Указы читали с церковных амвонов, на площадях городов, в полковых канцеляриях.
«Честнейший отче! — обращается Петр к местоблюстителю патриаршего престола Стефану Яворскому. — Извольте оного (то есть Мазепу) за такое ево дело публично в соборной церкви проклятию предать». 12 ноября в Успенском соборе в Москве в присутствии бояр и высшего духовенства Стефан Яворский после проповеди трижды провозгласил: «Изменник Мазепа за крестопреступление и за измену великому государю буди анафема!»
Еще раньше, 7 ноября, Петр известил Апраксина, Кикина и Долгорукого, находившихся вдали от происходивших событий: «после перебещика вора Мазепы вчерашнего дня учинил здешний народ элекцию (то есть выборы) на нового гетмана, где все, как одними устами, выбрали Скоропацкого…»
Выборам предшествовала церемония, в которой нетрудно обнаружить признаки изобретательности Петра: сначала был изодран принадлежавший изменнику диплом кавалера ордена Андрея Первозванного. Затем палач пинком столкнул «персону» (портрет) Мазепы с крыльца, и изображение изменника волокли на веревке к виселице, сооруженной на площади. Здесь палач изодрал и истоптал герб Мазепы, а «персону» его вздернул на виселицу. Так была совершена символическая казнь предателя.
Теперь Мазепа стал бывшим гетманом, человеком, преданным анафеме и заочно казненным. Но будь знамя, под которое призывал стать украинский народ Мазепа и шведский король, в других руках — результат был бы тот же. Идея подчинения Украины Польше, перспектива наплыва на украинскую землю алчных магнатов, ожидаемые притеснения православной церкви сплачивали разные социальные слои населения на борьбу с самой идеей, кто бы ее ни проповедовал.

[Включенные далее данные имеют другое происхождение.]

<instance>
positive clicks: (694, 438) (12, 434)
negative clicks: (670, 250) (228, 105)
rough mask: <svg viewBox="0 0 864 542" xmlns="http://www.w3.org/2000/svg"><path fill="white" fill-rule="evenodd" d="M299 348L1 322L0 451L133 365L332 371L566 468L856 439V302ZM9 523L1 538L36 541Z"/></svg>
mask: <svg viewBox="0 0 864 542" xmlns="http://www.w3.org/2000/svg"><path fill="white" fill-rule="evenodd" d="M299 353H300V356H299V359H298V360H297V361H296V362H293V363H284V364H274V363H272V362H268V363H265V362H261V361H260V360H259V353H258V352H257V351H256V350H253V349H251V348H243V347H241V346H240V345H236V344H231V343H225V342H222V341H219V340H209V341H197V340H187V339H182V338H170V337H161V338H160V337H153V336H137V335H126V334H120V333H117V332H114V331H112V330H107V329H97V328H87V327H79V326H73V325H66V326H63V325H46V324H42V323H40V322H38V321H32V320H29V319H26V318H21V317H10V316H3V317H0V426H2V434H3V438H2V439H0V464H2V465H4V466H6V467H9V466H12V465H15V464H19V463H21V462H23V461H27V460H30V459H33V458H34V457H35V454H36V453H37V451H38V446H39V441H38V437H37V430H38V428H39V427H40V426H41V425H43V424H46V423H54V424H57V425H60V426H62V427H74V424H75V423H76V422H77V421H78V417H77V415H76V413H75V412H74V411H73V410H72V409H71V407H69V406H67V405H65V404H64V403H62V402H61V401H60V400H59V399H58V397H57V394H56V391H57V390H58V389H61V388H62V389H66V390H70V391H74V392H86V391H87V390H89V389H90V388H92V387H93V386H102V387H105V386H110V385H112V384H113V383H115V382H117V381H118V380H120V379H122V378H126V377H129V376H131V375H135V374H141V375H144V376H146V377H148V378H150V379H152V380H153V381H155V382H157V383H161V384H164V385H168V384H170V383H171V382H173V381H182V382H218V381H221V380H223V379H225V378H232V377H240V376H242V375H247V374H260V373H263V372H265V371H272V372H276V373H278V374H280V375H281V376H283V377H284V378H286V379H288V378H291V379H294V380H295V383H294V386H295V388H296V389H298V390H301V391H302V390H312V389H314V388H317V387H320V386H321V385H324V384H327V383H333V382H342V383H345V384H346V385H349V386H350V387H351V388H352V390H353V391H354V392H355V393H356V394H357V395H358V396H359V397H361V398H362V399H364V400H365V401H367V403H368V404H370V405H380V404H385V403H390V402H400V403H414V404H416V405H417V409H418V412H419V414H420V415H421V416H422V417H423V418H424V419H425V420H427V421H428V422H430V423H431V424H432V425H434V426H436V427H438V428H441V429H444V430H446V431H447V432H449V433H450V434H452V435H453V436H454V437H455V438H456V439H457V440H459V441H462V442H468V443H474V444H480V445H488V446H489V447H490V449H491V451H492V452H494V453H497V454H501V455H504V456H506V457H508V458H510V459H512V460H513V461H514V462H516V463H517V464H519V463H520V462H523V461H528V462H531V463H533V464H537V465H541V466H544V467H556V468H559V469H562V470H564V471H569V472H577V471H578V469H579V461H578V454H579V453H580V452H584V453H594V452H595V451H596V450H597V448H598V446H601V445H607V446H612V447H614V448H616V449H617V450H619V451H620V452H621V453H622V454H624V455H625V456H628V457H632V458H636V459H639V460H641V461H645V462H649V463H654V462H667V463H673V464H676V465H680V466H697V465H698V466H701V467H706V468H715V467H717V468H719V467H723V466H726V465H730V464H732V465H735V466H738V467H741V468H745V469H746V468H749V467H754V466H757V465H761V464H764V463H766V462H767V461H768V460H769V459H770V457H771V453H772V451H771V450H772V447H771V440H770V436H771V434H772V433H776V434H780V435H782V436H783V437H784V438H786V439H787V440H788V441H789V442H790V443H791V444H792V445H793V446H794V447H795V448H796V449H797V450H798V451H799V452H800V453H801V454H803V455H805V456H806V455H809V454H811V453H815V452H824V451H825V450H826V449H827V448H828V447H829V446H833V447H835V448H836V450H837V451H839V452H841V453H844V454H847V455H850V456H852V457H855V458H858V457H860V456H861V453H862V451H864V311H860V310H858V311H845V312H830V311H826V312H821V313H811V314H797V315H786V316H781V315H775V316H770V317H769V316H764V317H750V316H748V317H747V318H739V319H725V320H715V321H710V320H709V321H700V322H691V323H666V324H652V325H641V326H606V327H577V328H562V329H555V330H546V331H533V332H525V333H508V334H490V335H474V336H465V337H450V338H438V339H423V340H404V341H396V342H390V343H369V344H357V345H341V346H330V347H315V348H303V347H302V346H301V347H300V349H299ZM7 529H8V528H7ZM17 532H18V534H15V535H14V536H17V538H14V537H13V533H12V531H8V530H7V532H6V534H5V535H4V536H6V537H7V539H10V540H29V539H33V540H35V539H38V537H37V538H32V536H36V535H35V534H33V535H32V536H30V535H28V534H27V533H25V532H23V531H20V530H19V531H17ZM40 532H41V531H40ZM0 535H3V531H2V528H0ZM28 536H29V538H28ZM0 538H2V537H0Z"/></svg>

К Петру потоком шли донесения об отношении украинцев к России и мазепинцам. Свидетельство Меншикова, записанное по следам горячих событий, 24 октября: «в здешней старшине, кроме самых вышних, також и в подлом народе с нынешнего гетманского злого учинку никакого худа ни в ком не видеть. Но токмо мне изо всех здешних ближних мест съезжаются сотники и протчие полчане и приносят на него ж в том нарекания, и многие просят меня со слезами, чтоб за них предстательствовать, и не допустить бы их до погибели, ежели какой от него, гетмана, будет над ними промысел». Рядом с проселочными дорогами, по которым двигалась шведская армия, жила своей жизнью непокоренная Украина, не признававшая ни Карла XII, ни его клеврета Мазепу.

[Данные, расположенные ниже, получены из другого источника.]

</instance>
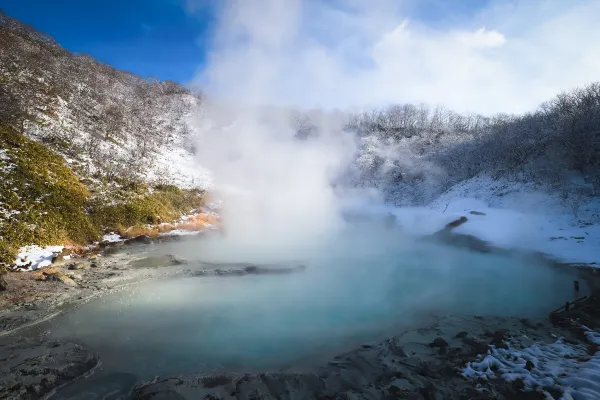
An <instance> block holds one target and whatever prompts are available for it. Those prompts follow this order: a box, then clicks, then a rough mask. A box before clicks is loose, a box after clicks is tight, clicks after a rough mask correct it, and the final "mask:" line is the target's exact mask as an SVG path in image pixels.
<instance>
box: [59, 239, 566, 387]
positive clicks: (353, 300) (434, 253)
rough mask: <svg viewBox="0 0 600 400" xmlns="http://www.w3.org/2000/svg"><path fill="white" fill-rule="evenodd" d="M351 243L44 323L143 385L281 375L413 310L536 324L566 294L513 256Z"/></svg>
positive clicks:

Показателем наступившей уверенности Петра в том, что попытки Мазепы и шведов посеять вражду украинцев к русским оставались бесплодными и универсалы изменника не давали желаемых результатов, явилось исчезновение имени предателя со страниц царских указов и писем. Лишь во второй половине декабря Петр упомянул имя Мазепы в одном из писем, причем новость была приятной, ею он не без радости делится с Кикиным: «Полковник кумпанейский Колаган (Галаган), которой был у Мазепы, с тысячью человек пришел до нас и на дороге разбил шведов и живьем привес офицеров и рядовых шездесять восемь человек».

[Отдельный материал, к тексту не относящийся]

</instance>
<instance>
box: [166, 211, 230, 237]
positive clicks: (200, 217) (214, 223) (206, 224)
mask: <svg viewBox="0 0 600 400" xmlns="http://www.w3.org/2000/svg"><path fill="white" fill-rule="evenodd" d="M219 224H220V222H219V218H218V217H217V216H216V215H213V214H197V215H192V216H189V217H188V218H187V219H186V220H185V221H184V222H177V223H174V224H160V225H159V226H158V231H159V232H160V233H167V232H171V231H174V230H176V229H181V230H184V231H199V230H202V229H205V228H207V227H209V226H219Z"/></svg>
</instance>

В универсалах, обращенных к мазепинцам, Петр обещал помилование тем из них, кто покинет изменника в течение месяца. Галаган надумал отстать от Мазепы, когда месячный срок возвращения истек. Чтобы заслужить милость царя, полковник привел в лагерь русских полк компанейцев (наемников гетмана) со всем оружием, даже пленными, которые были захвачены в сражении с подвернувшимися на пути шведами.